Un an plus tard, en juin 2018, je suis retournée à Pékin. Mon avion a atterri la nuit qui précédait l’Aïd. J’ai retiré mon hijab, sachant très bien qu’en ne le portant pas, j’aurai l’avantage d’être considérée comme une Américaine lambda avec un nom anglais. De cette façon, je pourrai rechercher plus facilement les Ouïghour·e·s que je connaissais. J’ai assisté à la prière de l’Aïd seule, coiffée d’une tresse, avec un foulard sur la tête que j’avais porté sans l’ajuster. Une année auparavant seulement, je m’étais rendue à cette mosquée chaque semaine avec de plusieurs ami·e·s ouïghour·e·s. Le jour de l’Aïd 2018, seul un groupe de policiers était posté devant la mosquée. Ils vérifiaient les papiers d’identité des quelques Hui [4] [fr] et des étrangers qui y entraient.
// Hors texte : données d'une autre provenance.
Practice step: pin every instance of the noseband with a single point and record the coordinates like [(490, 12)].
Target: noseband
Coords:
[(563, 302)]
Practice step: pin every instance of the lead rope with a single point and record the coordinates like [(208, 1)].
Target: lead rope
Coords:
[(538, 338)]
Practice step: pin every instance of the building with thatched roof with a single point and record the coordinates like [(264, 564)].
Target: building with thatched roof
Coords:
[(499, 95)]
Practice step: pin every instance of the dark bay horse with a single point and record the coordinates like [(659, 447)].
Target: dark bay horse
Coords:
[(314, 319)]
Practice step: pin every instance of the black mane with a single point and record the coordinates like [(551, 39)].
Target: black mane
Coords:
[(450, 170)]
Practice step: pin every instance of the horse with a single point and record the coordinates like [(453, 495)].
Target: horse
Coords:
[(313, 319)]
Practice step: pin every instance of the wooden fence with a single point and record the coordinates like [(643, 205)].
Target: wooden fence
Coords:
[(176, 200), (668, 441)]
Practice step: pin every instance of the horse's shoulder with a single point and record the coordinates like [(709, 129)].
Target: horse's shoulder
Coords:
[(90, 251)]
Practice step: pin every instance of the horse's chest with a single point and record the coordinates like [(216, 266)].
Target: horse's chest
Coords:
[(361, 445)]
Ils ont vérifié mon passeport. Ils ont scruté mon visage. Ils m’ont fait signe de m’éloigner. J’ai essayé d’entrer dans une mosquée encore une fois lors de ce voyage. J’ai trouvé les portes fermées et cadenassées. Des panneaux indiquaient que l’intégrité structurelle de l'édifice était menacée.

Une vieille amie ouïghoure était toujours à l’université, attendant la remise de son diplôme. Elle savait qu’elle serait internée dans un camp si elle n’arrivait pas à trouver de travail. Elle évoquait ses frères et sœurs. Tous ses frères étaient maintenant emprisonnés. Les camps lui avaient pris une sœur, des cousin·e·s et des ami·e·s.Travaux forcés. Travail en usine. Contrôles de police. Disparitions. Incertitudes. Quelques certitudes. Zainur ?

Zainur est internée dans un camp de détention depuis le 5 juillet 2017.*

* Cette information a été confirmée à l’auteure par plusieurs sources ayant connaissance de la situation de Zainur. Son nom complet est Zainur Turdi [5].

La base de données des victimes du Xinjiang [2] est la principale ressource consultable en anglais sur les victimes de la répression en cours dans la région autonome ouïghoure du Xinjiang. Global Voices recueille les témoignages d’ami·e·s et de proches des victimes de cette répression politique.